I recently read an interesting article in Velo Magazine over here and thought it might be an idea to test out my translating skills to produce a summary. In a week of less than stellar cycling news (Contador, Ullrich, Longo and a couple more) maybe we are in need of a hero.
Albert Richter was one of the best sprinters in the world during the lead-up to WWII. He was a 3-time winner of the Paris Grand Prix, Amateur World Champion, 7-time champion of Germany, 4-time bronze medal winner in the World Championships and twice silver medalist. He was a strong, tall, handsome athlete with blond hair and blue eyes. In short, everything the Nazi regime could dream of for their propaganda machine.
In 1933, after turning pro and feeling less and less at ease with the growing tide of Nazism in Germany, he emigrated to Paris, returning to Germany once in a while to visit his family and race. His coach, Berliner, stayed in Germany and was finding it more and more difficult to survive there. Because he was Jewish he was eventually prohibited from coaching and was the victim of intimidation and violence. Richter aided his coach by sending him winnings from races.
The Nazi authorities were furious and considered this to be an affront to Hitler himself. Scenes like the one below probably didn’t help his case much. This is Richter, just having won the German Championships in Hanover, the only one in the photo not giving the Nazi salute.

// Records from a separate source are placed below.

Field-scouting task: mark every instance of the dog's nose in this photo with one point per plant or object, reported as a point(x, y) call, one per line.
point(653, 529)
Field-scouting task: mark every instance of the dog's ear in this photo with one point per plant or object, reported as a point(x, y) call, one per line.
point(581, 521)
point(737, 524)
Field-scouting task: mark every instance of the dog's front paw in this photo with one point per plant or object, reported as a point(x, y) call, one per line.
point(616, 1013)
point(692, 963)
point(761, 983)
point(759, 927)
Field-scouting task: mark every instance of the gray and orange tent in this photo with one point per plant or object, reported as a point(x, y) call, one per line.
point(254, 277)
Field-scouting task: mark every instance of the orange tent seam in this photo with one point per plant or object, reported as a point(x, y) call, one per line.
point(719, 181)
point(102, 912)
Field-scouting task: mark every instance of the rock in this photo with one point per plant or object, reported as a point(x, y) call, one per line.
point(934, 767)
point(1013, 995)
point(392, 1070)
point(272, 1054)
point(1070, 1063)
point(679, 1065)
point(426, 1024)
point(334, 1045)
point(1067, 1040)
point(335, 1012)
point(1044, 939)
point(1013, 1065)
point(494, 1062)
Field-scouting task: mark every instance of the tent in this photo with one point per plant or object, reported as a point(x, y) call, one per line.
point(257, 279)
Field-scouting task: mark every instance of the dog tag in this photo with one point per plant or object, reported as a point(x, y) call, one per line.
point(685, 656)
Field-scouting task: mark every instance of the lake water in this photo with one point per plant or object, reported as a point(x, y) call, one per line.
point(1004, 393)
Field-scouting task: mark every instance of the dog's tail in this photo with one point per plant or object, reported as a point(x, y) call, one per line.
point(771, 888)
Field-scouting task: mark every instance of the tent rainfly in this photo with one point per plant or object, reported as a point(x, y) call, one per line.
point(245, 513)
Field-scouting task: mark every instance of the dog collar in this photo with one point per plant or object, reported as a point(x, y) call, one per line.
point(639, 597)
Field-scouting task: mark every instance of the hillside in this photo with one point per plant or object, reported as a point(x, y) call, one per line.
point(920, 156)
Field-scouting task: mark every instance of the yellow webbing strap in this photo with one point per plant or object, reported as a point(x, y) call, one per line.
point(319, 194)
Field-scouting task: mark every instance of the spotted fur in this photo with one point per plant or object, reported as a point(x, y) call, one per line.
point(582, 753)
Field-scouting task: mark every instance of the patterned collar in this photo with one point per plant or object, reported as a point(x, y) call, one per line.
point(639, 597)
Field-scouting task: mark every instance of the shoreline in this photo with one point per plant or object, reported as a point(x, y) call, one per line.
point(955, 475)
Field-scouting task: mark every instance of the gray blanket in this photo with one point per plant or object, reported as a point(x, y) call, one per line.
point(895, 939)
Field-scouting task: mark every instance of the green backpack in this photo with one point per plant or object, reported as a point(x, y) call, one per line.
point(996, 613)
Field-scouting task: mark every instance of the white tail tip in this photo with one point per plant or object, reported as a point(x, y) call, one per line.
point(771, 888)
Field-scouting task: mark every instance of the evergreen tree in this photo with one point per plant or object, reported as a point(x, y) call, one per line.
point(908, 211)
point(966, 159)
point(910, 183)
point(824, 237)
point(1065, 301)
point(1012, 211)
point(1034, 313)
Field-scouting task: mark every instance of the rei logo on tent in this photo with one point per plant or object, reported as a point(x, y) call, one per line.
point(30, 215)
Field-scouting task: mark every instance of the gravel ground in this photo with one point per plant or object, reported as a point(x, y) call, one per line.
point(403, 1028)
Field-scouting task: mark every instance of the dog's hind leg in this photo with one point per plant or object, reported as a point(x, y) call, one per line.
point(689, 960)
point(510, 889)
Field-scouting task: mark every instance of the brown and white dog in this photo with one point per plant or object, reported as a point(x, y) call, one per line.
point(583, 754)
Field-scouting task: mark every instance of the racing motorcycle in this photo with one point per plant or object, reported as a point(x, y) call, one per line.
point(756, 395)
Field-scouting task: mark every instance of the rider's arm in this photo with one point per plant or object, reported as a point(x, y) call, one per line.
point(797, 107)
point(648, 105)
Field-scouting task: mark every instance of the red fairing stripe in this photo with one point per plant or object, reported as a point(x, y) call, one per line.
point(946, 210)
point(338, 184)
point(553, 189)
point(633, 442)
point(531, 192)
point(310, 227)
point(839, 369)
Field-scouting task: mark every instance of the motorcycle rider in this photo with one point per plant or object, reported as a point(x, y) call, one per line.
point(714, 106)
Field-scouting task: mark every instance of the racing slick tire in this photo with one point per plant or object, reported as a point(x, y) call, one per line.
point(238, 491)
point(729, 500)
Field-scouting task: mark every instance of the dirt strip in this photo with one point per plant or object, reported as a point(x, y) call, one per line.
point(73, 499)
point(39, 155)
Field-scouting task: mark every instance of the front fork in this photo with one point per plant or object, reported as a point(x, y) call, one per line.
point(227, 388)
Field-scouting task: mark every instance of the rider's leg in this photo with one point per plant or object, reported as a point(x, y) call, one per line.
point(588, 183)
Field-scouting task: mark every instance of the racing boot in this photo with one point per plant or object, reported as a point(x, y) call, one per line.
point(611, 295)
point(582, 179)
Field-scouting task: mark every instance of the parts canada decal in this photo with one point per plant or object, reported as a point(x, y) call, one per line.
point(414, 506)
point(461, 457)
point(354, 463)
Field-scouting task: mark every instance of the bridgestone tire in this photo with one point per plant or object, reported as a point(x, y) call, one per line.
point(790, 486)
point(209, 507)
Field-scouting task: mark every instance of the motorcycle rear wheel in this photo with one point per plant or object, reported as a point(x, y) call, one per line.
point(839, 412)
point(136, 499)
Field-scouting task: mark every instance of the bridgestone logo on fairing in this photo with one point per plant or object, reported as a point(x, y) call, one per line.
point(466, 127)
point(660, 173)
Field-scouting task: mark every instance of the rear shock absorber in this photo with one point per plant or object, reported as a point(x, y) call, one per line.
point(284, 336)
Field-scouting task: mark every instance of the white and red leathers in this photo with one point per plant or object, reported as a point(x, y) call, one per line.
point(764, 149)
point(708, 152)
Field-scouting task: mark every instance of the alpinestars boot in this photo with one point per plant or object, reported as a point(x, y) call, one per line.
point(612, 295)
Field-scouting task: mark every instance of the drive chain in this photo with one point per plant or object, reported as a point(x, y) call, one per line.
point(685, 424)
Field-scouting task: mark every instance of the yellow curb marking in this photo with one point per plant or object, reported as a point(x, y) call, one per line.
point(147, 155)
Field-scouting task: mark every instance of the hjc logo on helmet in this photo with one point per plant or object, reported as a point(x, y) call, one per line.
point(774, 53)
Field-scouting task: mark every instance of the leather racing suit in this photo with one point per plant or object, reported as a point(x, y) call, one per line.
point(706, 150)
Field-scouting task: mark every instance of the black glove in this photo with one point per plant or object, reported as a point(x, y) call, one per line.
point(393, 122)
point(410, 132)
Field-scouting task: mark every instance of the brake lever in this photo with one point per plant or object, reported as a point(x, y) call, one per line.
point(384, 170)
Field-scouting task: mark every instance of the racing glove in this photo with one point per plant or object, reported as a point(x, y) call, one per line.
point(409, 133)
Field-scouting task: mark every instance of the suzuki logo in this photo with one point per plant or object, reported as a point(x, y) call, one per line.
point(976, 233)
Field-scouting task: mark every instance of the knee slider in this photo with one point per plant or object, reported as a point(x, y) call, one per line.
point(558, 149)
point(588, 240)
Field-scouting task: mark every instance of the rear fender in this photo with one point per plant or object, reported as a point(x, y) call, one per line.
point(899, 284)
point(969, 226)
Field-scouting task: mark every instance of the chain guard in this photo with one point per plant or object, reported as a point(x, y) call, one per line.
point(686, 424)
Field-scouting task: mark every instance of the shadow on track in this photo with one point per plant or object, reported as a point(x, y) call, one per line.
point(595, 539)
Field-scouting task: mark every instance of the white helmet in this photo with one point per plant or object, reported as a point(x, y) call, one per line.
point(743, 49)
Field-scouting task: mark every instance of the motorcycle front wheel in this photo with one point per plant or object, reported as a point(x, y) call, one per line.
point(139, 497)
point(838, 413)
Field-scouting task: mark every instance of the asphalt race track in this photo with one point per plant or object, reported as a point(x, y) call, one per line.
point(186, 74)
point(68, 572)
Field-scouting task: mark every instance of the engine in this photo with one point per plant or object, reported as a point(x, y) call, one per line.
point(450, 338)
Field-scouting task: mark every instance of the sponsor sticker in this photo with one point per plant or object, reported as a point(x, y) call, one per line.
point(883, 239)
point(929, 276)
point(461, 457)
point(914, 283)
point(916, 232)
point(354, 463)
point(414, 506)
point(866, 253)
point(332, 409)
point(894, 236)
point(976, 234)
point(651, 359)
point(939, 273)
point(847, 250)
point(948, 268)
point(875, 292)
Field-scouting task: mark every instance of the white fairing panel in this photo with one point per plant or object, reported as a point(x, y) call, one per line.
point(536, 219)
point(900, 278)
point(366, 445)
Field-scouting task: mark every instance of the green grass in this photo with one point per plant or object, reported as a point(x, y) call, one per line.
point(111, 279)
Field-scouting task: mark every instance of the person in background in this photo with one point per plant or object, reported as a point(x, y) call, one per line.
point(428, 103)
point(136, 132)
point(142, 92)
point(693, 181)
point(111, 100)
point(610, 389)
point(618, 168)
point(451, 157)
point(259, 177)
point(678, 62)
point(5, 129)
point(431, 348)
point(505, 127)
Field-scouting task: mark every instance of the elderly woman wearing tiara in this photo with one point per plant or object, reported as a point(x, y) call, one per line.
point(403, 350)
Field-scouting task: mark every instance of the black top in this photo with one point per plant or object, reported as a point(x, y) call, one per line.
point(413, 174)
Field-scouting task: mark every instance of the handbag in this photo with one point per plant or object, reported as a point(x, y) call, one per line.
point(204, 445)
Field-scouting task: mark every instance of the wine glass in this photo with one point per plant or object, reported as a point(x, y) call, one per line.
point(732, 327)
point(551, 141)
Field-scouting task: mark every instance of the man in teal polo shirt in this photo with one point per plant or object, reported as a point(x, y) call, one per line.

In December 1939, not long after the war began, Richter went to Germany and won the Grand Prix of Berlin. A few days later he was stopped and taken off a train at the Swiss border, smuggling money (in his tires) to another Jewish friend. One month later he was found dead in his cell, the Nazi press saying at first that he had died skiing in the Alps, then changing it to a suicide, reporting that Richter had become overcome with guilt at trying to aid a Jew. The death was never formally registered, so the truth is still unknown. Albert Richter was 27 years old.
Richter’s story, among others, is part of a special exhibition on sport during the Nazi regime at the Shoah Memorial in Paris, running till March 18th.